Curitiba As emissoras de televisão e os jornais que integram o grupo Paulo Pimentel não poderão mais veicular notícias que citem o candidato ao Senado Tony Garcia (PPB). O pepebista conseguiu uma liminar, expedida pelo juiz da 18 Vara Cível de Curitiba, Carlos Eduardo Andersen Espíndola, proibindo os jornais Tribuna do Paraná e O Estado do Paraná e as emissoras de TV Iguaçu, Tibagi, Naipi e Cidade, ''de fazer qualquer tipo de comentário calunioso, difamatório e/ou injurioso'' sobre Garcia.
Se a decisão for descumprida, Pimentel, que também disputa uma vaga ao Senado pelo PMDB, terá que pagar multa diária de R$ 20 mil. A cada nova publicação similar a multa sobe para R$ 50 mil.
A briga entre Pimentel e Garcia vem se acirrando nas últimas semanas, por causa da disputa por uma das duas vagas que o Paraná tem direito no Senado. Garcia usa parte do tempo da propaganda eleitoral gratuita no rádio e na tevê para reforçar o fato de Pimentel ganhar mais de R$ 12 mil por mês em aposentadorias.
Pimentel, por sua vez, acusa o candidato do PPB de ser o responsável pelo prejuízo financeiro amargado pelos associados do antigo Consórcio Garibaldi, estimado em R$ 40 milhões, e ainda de usar o nanico PTC como um ''laranja'' para beneficiar sua candidatura.

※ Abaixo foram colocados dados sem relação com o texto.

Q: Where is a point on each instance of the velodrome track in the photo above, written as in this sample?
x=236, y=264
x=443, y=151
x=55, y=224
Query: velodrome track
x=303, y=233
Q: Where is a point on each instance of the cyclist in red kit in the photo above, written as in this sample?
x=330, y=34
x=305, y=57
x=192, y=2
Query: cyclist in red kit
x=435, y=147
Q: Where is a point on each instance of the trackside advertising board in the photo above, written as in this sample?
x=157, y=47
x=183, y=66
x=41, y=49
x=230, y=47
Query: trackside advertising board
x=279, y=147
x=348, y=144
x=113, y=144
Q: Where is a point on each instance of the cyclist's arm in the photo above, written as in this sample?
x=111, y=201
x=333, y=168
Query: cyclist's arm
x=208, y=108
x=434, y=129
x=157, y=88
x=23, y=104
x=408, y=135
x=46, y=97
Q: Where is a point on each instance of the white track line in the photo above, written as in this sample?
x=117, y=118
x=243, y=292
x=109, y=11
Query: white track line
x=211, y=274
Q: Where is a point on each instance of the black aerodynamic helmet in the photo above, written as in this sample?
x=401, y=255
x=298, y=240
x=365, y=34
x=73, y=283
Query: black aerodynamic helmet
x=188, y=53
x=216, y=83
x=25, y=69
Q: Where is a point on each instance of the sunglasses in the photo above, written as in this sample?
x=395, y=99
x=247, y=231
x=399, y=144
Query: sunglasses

Na ação que embasa o pedido de liminar, Garcia alega que o objetivo de Pimentel é denegrir a sua honra e imagem e que as acusações são pessoais e não políticas. O pepebista diz ainda acreditar que essa atitude de Pimentel é ''fruto de recente insucesso'' do seu adversário nas pesquisas de opinião pública.

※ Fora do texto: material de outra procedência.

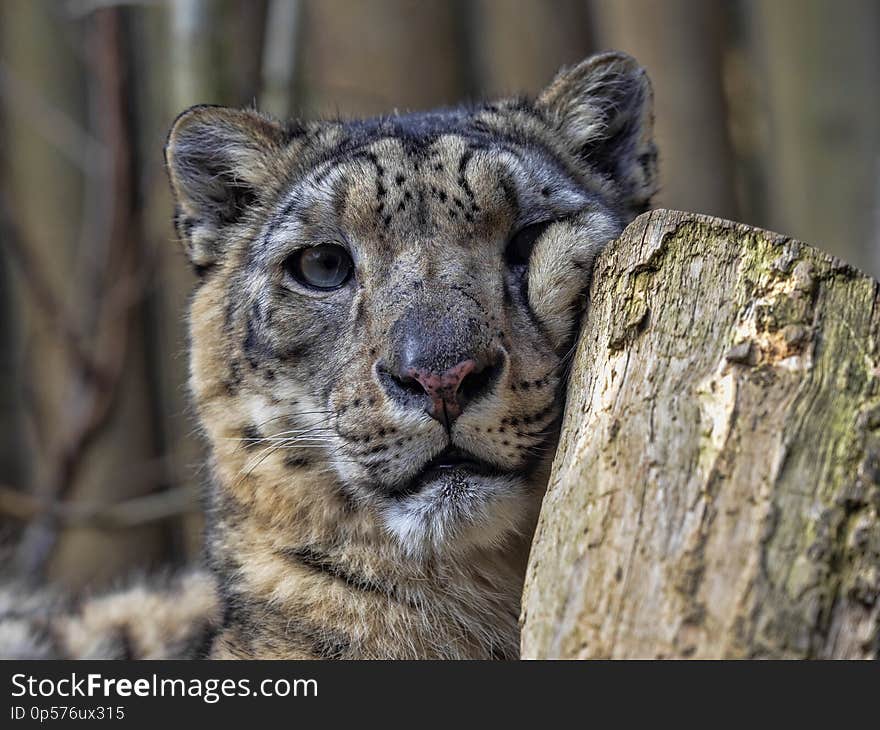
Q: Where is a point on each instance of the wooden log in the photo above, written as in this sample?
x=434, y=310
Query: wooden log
x=717, y=486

A coordenação da campanha de Pimentel informou que recorrerá porque ''um juiz não pode conceder uma liminar impedindo um jornal de dar notícias sobre fatos da comunidade''. Ainda segundo a assessoria, a postura da Justiça constitui-se em censura prévia e, portanto, é inconstitucional. ''A Justiça não pode calar qualquer veículo de comunicação do País'', advertiu a coordenação da campanha, que acredita que os veículos de imprensa podem falar qualquer coisa desde que assumam a responsabilidade pelas informações que estão veiculando.
O diretor de redação de O Estado do Paraná, Mussa José Assis, disse que a concessão da liminar causou estranheza. ''Consideramos que essa decisão é um atentado à liberdade de imprensa'', declarou. Mas reforçou que a decisão será respeitada. Na segunda-feira o grupo entra com recurso tentando derrubar a liminar. Mussa disse ainda que considera que o juiz foi ''além da sua competência''. Ele acredita que o pedido de Garcia deveria ter sido encaminhado à Justiça Eleitoral, e não à Justiça comum. ''Também nos causou estranheza a presteza do juiz em conceder a liminar'', disse, lembrando que a ação foi protocolada no dia 10 e a liminar foi expedida já no dia seguinte.
A liminar obtida por Garcia atinge também o PMDB, mas até o final da tarde de ontem a assessoria jurídica do partido não tinha sido notificada.